The Chinese market fell 14% in the first half of 2019
The Chinese passenger car market (which is 82% of total Chinese registrations), fell by 14% in the first six months of 2019, compared to the first six months of 2018. The volume of passenger car registrations fell to 10.12 million units from 11.78 million the previous year,  a loss of 1.66 million units over six months. At this rate, the Chinese market could lose more than 3 million units over the year as a whole, but it seems that a slight recovery will start in the second half of 2019 which could lead to a much lower loss in terms of vehicle numbers.
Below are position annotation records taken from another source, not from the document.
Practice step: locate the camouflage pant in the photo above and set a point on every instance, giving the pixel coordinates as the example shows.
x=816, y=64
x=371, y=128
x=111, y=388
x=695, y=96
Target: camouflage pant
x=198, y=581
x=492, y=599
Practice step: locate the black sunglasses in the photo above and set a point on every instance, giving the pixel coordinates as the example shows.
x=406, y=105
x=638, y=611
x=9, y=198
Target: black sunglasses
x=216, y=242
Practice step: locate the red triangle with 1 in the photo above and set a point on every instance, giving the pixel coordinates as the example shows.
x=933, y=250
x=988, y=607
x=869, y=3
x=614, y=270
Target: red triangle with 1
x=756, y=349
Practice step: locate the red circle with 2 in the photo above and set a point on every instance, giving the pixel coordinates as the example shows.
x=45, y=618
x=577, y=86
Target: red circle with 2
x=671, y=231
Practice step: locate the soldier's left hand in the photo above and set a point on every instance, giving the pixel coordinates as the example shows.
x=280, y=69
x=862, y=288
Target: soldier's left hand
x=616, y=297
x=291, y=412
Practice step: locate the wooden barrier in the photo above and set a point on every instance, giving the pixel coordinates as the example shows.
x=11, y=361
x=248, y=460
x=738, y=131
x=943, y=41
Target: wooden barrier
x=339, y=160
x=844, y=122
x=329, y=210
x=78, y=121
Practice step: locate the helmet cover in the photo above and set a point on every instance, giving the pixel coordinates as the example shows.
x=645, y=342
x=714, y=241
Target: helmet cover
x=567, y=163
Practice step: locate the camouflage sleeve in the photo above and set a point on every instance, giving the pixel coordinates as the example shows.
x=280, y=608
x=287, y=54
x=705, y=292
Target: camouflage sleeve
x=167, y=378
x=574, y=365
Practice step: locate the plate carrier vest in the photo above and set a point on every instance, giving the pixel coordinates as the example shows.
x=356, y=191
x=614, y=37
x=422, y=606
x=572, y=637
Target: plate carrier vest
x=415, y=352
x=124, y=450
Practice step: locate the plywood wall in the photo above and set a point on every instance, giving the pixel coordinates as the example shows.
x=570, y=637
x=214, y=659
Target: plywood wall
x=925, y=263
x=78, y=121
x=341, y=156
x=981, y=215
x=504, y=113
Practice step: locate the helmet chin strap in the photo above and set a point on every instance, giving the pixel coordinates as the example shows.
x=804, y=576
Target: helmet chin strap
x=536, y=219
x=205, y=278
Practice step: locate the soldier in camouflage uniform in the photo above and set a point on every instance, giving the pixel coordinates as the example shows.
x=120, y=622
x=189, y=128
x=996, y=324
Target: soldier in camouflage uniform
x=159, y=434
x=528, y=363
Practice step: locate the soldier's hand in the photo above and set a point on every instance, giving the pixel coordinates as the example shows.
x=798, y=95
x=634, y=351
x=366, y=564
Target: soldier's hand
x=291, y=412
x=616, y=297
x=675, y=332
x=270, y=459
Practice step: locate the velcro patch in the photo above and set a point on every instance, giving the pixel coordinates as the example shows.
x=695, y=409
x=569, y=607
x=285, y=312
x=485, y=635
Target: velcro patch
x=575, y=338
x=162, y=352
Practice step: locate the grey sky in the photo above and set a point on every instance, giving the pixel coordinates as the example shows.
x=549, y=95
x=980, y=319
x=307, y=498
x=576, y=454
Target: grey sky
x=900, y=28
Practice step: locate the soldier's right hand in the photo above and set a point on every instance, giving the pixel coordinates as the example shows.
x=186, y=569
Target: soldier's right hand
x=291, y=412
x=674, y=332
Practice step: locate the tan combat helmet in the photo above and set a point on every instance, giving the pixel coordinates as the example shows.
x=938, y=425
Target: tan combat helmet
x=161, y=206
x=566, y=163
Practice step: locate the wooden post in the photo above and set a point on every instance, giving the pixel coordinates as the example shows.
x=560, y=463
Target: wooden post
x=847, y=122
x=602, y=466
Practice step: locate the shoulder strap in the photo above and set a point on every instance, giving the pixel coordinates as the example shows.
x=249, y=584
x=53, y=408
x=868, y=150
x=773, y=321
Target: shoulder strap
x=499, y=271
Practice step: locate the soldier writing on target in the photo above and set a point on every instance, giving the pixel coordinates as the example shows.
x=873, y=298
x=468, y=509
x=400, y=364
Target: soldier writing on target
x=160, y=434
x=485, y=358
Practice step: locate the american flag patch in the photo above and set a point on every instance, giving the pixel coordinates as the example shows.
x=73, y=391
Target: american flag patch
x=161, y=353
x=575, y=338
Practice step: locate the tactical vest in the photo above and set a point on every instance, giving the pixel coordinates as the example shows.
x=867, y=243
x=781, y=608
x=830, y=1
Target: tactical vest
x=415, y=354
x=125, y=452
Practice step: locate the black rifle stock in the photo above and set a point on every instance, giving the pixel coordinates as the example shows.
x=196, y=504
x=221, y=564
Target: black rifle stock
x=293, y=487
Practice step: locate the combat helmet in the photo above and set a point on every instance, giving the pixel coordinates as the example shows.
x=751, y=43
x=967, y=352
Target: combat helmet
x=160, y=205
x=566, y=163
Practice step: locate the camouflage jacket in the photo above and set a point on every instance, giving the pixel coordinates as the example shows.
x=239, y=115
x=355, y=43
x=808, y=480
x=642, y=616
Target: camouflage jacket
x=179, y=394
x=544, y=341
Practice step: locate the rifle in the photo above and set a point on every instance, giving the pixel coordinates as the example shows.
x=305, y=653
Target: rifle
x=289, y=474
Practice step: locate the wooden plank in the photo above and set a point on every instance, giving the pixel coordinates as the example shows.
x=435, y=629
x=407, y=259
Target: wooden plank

However, this 14% drop in the PC market follows year 2018, with an already 4% drop in the PC market, the first drop in the Chinese market in more than 20 years.
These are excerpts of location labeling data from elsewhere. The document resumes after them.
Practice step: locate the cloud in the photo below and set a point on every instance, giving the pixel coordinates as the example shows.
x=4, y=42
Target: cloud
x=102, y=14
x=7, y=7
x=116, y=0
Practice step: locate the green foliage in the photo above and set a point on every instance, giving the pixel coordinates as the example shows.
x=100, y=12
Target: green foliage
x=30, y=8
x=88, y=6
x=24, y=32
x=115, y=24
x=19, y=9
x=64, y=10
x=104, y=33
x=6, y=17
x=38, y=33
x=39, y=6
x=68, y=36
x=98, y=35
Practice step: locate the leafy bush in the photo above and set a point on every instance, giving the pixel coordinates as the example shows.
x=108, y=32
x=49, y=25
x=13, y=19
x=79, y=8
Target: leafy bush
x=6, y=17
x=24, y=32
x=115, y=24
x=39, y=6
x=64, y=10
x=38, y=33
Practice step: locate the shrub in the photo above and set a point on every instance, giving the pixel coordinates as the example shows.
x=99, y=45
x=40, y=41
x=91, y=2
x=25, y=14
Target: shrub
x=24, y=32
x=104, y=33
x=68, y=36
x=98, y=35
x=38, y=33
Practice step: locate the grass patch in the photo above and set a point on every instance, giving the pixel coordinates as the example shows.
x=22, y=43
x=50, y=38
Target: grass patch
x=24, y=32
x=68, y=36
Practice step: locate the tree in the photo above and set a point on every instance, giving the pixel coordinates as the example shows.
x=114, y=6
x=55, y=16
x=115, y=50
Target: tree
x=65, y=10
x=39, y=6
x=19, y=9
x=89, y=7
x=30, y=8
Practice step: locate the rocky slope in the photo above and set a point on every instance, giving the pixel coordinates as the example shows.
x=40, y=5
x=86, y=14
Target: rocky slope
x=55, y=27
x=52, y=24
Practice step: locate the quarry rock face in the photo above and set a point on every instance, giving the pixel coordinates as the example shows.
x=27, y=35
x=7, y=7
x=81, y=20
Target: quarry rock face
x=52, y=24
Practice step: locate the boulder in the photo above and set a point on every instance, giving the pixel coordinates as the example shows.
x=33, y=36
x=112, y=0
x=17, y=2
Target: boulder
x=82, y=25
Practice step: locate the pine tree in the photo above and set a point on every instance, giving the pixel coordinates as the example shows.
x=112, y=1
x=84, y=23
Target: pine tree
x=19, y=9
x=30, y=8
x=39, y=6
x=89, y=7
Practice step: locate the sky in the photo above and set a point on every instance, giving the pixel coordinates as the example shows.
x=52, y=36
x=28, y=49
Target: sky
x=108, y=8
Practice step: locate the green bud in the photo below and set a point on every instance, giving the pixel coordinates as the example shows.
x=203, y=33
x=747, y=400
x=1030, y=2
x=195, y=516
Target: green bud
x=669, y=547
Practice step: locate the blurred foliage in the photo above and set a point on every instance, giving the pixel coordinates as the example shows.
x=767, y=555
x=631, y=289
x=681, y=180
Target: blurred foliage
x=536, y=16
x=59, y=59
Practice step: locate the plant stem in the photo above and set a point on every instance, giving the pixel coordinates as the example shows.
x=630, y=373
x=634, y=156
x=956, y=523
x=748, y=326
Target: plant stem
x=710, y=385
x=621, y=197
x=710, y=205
Among the most affected automakers are the American OEMs GM (-23.6%) and Ford (-57.9%), perhaps a consequence of the trade war that is taking place between China and the United States. Chinese manufacturers BAIC (-32.3%), Dongfeng (-31.6%), GAC (-30.3%), Changan (-22.7%) also posted significantly lower results. Even Geely, which had made great progress in recent years, is down by 12.3%. The PSA group (-59.5%) is no longer even in the Top 20. Only Honda (+14.8%), Toyota (+12.4%), Mercedes (+11.7%) and BMW (+25.9%) made progress. It should be noted that SUVs now represent 42% of PC sales in China.

The LCV market held up better, with a decline of 3.9% over the first six months of 2019, and a volume of 2.19 million units compared with 2.28 million the previous year.